Le plus affligeant en ce 11 novembre 2004 n’est pas la mort d’Arafat, mais le fait qu’elle soit pour la majorité des commentateurs, surtout en France et dans les dictatures arabes, l’occasion d’entretenir une mythologie lourde de mensonges qui nuiront longtemps à la paix. Ils ont en effet glorifié le personnage qui restera dans l’histoire de son temps comme le plus grand ennemi d’Israël et le plus grand meurtrier de Juifs. Arafat n’aurait eu ni son audience ni sa notoriété s’il n’avait lutté contre les Juifs.

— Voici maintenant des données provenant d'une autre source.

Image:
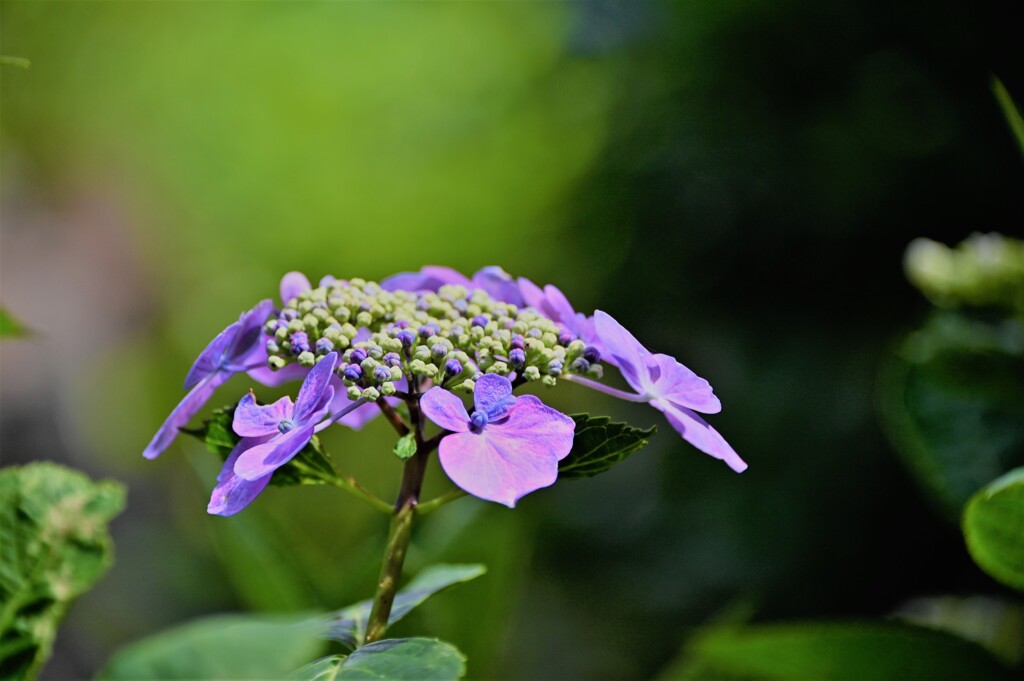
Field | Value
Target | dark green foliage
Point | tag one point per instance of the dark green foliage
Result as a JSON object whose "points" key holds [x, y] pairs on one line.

Tôt ou tard, les Français se sentiront atteints dans leur honneur par les propos du Président de la République vantant « l’homme de courage et de conviction qui a incarné, pendant 40 ans, le combat des Palestiniens … ».
La vérité oblige à rappeler qu’en 1964, selon la charte de l’OLP, l’objectif d’Arafat était de détruire l’État d’Israël. C’est en outre une faute morale de louer un despote, fut-il décédé, qui a incarné la fourberie, la corruption, la haine, le terrorisme et la guerre.

De leur côté, ni M. Kofi Annan ni M. Moubarak ni bien d’autres ne semblent se souvenir que l’assassinat du président égyptien Sadate par un membre des Frères musulmans, le 6 octobre 1981, pour cause de paix avec Israël, a été l’occasion de fêtes pour Arafat et les siens.